Maybe the argument is something like: As long as law-and-order is preserved, things are not so bad for me even if my AI’s values start drifting. But if there’s a critical mass of misaligned AIs, they can launch a violent coup against the humans and the aligned AIs. And my contribution to the coup-probability is small?
It seems like the list mostly explains away the evidence that “human’s can’t currently prevent value drift” since the points apply much less to AIs. (I don’t know if you agree.)
As you mention, (1) probably applies less to AIs (for better or worse).
(2) applies to AIs in the sense that many features of AIs’ environments will be determined by what tasks they need to accomplish, rather than what will lead to minimal value drift. But the reason to focus on the environment in the human case is that it’s the ~only way to affect our values. By contrast, we have much more flexibility in designing AIs, and it’s plausible that we can design them so that their values aren’t very sensitive to their environments. Also, if we know that particular types of inputs are dangerous, the AIs’ environment could be controllable in the sense that less-susceptible AIs could monitor for such inputs, and filter out the dangerous ones.
(3): “can’t change the trajectory of general value drift by much” seems less likely to apply to AIs (or so I’m arguing). “Most people are selfish and don’t care about value drift except to the extent that it harms them directly” means that human value drift is pretty safe (since people usually maintain some basic sense of self-preservation) but that AI value drift is scary (since it could lead your AI to totally disempower you).
(4) As you noted in the OP, AI could change really fast, so you might need to control value-drift just to survive a few years. (And once you have those controls in place, it might be easy to increase the robustness further, though this isn’t super obvious.)
(5) For better or worse, people will probably care less about this in the AI case. (If the threat-model is “random drift away from the starting point”, it seems like it would be for the better.)
I don’t understand this point. We (or AIs that are aligned with us) get to pick from that space, and so we can pick the AIs that have least trouble with value drift. (Subject to other constraints, like competitiveness.)
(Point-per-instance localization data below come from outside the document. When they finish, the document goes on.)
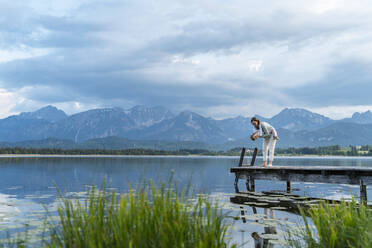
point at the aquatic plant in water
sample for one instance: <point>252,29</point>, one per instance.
<point>152,217</point>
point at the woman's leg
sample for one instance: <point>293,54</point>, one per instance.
<point>265,150</point>
<point>272,149</point>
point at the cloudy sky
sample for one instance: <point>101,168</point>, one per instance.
<point>218,58</point>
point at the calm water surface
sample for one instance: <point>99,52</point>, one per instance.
<point>28,185</point>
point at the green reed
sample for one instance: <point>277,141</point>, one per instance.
<point>152,217</point>
<point>343,225</point>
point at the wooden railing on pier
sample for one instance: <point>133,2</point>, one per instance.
<point>317,174</point>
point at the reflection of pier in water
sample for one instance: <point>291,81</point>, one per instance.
<point>263,205</point>
<point>315,174</point>
<point>279,201</point>
<point>286,201</point>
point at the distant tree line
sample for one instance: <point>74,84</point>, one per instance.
<point>335,150</point>
<point>136,151</point>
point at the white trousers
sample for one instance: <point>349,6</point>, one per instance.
<point>268,144</point>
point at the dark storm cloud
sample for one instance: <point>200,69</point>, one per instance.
<point>108,51</point>
<point>346,83</point>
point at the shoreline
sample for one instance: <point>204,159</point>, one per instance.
<point>171,155</point>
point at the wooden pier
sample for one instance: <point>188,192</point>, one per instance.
<point>315,174</point>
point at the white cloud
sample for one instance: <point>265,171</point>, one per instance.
<point>204,55</point>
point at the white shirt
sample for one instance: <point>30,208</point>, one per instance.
<point>266,130</point>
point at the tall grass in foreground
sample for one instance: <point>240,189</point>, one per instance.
<point>343,225</point>
<point>157,217</point>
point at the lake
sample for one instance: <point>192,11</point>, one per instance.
<point>28,185</point>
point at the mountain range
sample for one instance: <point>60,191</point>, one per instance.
<point>140,126</point>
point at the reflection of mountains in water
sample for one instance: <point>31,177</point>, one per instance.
<point>278,201</point>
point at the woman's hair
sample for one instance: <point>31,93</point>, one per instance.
<point>256,119</point>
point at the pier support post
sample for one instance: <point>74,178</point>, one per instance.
<point>254,156</point>
<point>236,184</point>
<point>363,192</point>
<point>288,186</point>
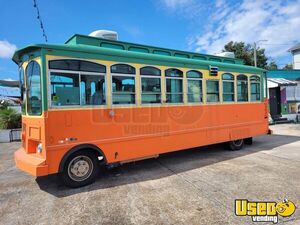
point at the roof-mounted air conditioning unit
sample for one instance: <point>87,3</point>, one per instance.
<point>107,34</point>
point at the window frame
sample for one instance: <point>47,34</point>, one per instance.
<point>79,73</point>
<point>219,92</point>
<point>150,76</point>
<point>255,82</point>
<point>134,75</point>
<point>194,79</point>
<point>41,91</point>
<point>177,78</point>
<point>233,81</point>
<point>237,93</point>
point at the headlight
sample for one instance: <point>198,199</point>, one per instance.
<point>39,148</point>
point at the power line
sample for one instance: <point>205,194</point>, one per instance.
<point>35,5</point>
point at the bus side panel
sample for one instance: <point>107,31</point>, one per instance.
<point>130,133</point>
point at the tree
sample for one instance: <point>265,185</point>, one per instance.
<point>246,52</point>
<point>288,67</point>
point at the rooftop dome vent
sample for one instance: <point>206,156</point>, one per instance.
<point>107,34</point>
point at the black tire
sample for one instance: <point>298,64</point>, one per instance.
<point>248,141</point>
<point>80,169</point>
<point>235,145</point>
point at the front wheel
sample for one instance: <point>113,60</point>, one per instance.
<point>80,169</point>
<point>235,145</point>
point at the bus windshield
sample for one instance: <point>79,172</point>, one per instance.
<point>33,84</point>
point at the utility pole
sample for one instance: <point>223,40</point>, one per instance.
<point>254,51</point>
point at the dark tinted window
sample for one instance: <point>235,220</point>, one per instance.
<point>193,74</point>
<point>76,65</point>
<point>149,70</point>
<point>33,83</point>
<point>174,73</point>
<point>122,68</point>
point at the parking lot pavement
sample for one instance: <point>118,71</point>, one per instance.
<point>196,186</point>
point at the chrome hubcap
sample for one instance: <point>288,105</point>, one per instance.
<point>80,168</point>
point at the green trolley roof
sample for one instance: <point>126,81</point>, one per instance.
<point>100,48</point>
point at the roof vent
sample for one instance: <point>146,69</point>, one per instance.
<point>107,34</point>
<point>226,54</point>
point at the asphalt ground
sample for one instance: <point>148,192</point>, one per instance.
<point>195,186</point>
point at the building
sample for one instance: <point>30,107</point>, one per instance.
<point>284,94</point>
<point>296,56</point>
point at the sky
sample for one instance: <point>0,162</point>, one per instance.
<point>195,25</point>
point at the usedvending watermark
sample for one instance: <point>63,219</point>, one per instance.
<point>264,211</point>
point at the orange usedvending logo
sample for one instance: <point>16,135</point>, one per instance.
<point>264,211</point>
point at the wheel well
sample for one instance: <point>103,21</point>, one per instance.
<point>87,148</point>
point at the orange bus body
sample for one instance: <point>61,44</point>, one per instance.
<point>125,134</point>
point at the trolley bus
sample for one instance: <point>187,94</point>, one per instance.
<point>93,102</point>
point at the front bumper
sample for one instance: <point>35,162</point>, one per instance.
<point>31,163</point>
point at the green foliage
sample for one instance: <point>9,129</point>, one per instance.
<point>246,52</point>
<point>9,119</point>
<point>3,104</point>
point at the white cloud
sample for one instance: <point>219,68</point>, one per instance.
<point>277,21</point>
<point>6,49</point>
<point>176,3</point>
<point>186,8</point>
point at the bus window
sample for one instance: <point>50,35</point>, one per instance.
<point>194,83</point>
<point>255,88</point>
<point>212,91</point>
<point>174,85</point>
<point>150,85</point>
<point>76,65</point>
<point>92,89</point>
<point>64,89</point>
<point>33,82</point>
<point>123,84</point>
<point>242,88</point>
<point>228,87</point>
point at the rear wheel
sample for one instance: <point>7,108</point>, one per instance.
<point>80,169</point>
<point>235,145</point>
<point>248,141</point>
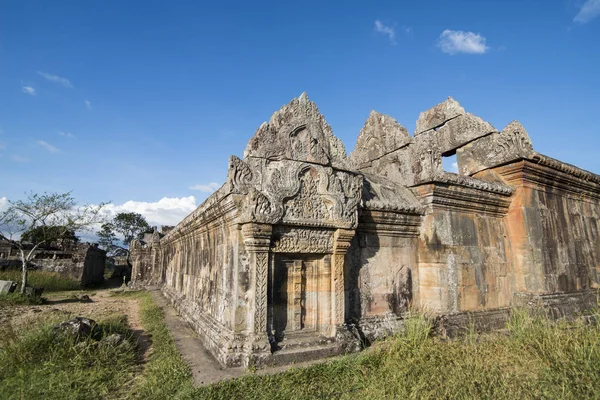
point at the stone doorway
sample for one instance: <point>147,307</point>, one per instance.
<point>300,299</point>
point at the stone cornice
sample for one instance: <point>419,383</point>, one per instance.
<point>463,198</point>
<point>224,207</point>
<point>566,168</point>
<point>545,173</point>
<point>468,182</point>
<point>389,223</point>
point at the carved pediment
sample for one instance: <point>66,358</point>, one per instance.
<point>299,132</point>
<point>295,193</point>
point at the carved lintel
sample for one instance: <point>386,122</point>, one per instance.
<point>257,237</point>
<point>342,239</point>
<point>302,240</point>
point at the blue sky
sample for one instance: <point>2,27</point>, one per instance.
<point>133,101</point>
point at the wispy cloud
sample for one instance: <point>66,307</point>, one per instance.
<point>211,187</point>
<point>18,158</point>
<point>455,42</point>
<point>386,30</point>
<point>47,146</point>
<point>55,78</point>
<point>166,211</point>
<point>589,10</point>
<point>66,134</point>
<point>28,90</point>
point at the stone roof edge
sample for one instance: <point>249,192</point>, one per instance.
<point>566,168</point>
<point>210,202</point>
<point>470,182</point>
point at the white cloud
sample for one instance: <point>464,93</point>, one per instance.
<point>28,90</point>
<point>211,187</point>
<point>55,78</point>
<point>47,146</point>
<point>3,203</point>
<point>589,10</point>
<point>454,42</point>
<point>18,158</point>
<point>66,134</point>
<point>166,211</point>
<point>386,30</point>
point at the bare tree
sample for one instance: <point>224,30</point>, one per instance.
<point>51,215</point>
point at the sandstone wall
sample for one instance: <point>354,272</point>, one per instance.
<point>86,265</point>
<point>553,225</point>
<point>464,261</point>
(Imagine if AGI is built out of transformers. You could then argue “since the space of possible non-transformers is much larger than the space of transformers, there are more degrees of freedom along which non-transformer values can change”. And humans are non-transformers, so we should be expected to have more trouble with value drift. Obviously this argument doesn’t work, but I don’t see the relevant disanalogy to your argument.)
Why are the costs mostly borne by civilizaiton in general? If I entrust some of my property to an AI system, and it changes values, that seems bad for me in particular?
Maybe the argument is something like: As long as law-and-order is preserved, things are not so bad for me even if my AI’s values start drifting. But if there’s a critical mass of misaligned AIs, they can launch a violent coup against the humans and the aligned AIs. And my contribution to the coup-probability is small?